BRUSSELS (AP) — The inflation rate in the 18-nation eurozone dropped again in July, official data showed Thursday, in a worrying sign that adds pressure on the European Central Bank to beef up its efforts to spur the economy.
Extremely low inflation is a concern because it can lead to deflation, in which falling prices choke off growth.
In a preliminary estimate, Eurostat, the European Union's statistical agency, said the inflation rate fell to 0.4 percent from the previous month's 0.5 percent, where analysts had predicted it would remain. Inflation is at its lowest reading since October 2009, when the world economy was hit by a raging financial crisis that caused severe recessions.
And yet, most analysts expect the ECB to hold its nerve at its policy meeting next Thursday and not provide any further monetary stimulus to the economy. It is likely to say it will keep monitoring the impact of stimulus measures it unveiled in June as well as small improvements elsewhere in the economy, such as a drop in the unemployment rate also announced Thursday.

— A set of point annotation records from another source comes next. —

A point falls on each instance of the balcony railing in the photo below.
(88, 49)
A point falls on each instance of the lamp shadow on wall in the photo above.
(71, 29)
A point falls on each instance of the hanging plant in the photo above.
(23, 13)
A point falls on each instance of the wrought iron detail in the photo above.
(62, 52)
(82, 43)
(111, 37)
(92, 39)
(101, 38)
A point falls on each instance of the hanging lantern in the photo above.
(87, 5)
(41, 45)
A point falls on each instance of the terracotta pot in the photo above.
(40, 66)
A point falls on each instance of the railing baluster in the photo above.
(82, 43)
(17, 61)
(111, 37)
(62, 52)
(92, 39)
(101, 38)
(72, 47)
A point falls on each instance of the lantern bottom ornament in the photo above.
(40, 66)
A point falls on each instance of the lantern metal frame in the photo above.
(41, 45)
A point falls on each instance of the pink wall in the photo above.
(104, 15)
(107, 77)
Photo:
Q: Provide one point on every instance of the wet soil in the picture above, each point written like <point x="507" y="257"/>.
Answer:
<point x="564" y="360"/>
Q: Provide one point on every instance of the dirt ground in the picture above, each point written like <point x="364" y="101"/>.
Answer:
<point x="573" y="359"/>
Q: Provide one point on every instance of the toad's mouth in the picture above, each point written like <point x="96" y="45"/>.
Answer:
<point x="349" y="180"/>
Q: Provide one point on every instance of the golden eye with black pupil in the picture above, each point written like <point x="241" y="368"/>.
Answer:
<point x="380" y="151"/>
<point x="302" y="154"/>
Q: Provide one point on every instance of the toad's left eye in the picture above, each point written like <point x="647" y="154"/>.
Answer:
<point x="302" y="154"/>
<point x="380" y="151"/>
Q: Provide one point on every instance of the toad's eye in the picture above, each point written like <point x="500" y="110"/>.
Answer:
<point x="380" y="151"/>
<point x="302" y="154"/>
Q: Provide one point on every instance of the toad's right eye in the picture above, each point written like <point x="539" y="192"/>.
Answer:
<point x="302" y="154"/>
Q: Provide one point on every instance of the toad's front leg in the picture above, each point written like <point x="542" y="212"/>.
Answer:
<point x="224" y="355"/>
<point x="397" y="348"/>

The ECB in June already cut its benchmark interest rate to 0.15 percent and cut another rate into negative territory for the first time to counter the threat posed by low inflation. It also promised billions in cheap loans for banks on condition they lend more to businesses.
The next step to help shore up the bloc's economy, if needed, would be launching a large-scale program of asset purchases. The policy, which involves injecting new money into the economy, has been used with some success by other major central banks like the U.S. Federal Reserve.
The risk is that inflation continues to undershoot expectations in coming months. That can be dangerous because once an economy falls into deflation, it can take years, if not decades, to emerge.
"The ECB has more work to do to tackle the risk of deflation," said analyst Jonathan Loynes of Capital Economics.
Judging by the market reaction, investors did not expect the ECB to start that kind of stimulus anytime soon. The euro, which typically weakens on the prospect of more monetary stimulus, was steady after the data.
The drop in the overall inflation rate is partly attributable to a fall in energy prices, which are volatile. In fact, the core inflation rate, which excludes volatile food and fuel costs, remained unchanged on the month at 0.8 percent.
Thursday's figures nevertheless come as "a blow for the ECB," especially since the economic outlook remains weak, suggesting inflation is unlikely to rise anytime soon, said analyst Howard Archer of IHS Global Insight.
"There is undeniably a very real risk that eurozone consumer price inflation could go lower still ... barring an appreciable rise in oil and gas prices resulting from geopolitical factors hitting supplies," he said, referring to the current tension with Russia, which is a major oil and gas supplier for Europe.
The eurozone officially came out of recession in last year's second quarter, but growth remains weak. Output grew by only 0.2 percent in the first quarter from the previous three-month period.
In more upbeat data, the eurozone's unemployment rate fell slightly from 11.6 percent in May to 11.5 percent in June, its lowest value since September 2012, Eurostat said. The drop beat analysts' consensus expectations, which forecast the jobless rate to stay flat, according to data service FactSet. The number of jobless in the eurozone fell by 150,000 to 18.4 million in the eurozone, which encompasses 330 million people.
Bright news came from some of the countries that had been worst-hit by Europe's debt crisis, with Portugal and Spain both seeing their high unemployment rates falling, respectively, to 14.1 percent and 24.5 percent. However, about one in two youth aged below 25 still remained jobless in Greece, Spain and Italy.
For the wider 28-nation EU, which includes members like Britain and Poland that don't use the euro currency, unemployment dipped from 10.3 percent to 10.2 percent. That's still high compared with the United States, where unemployment is around 6 percent.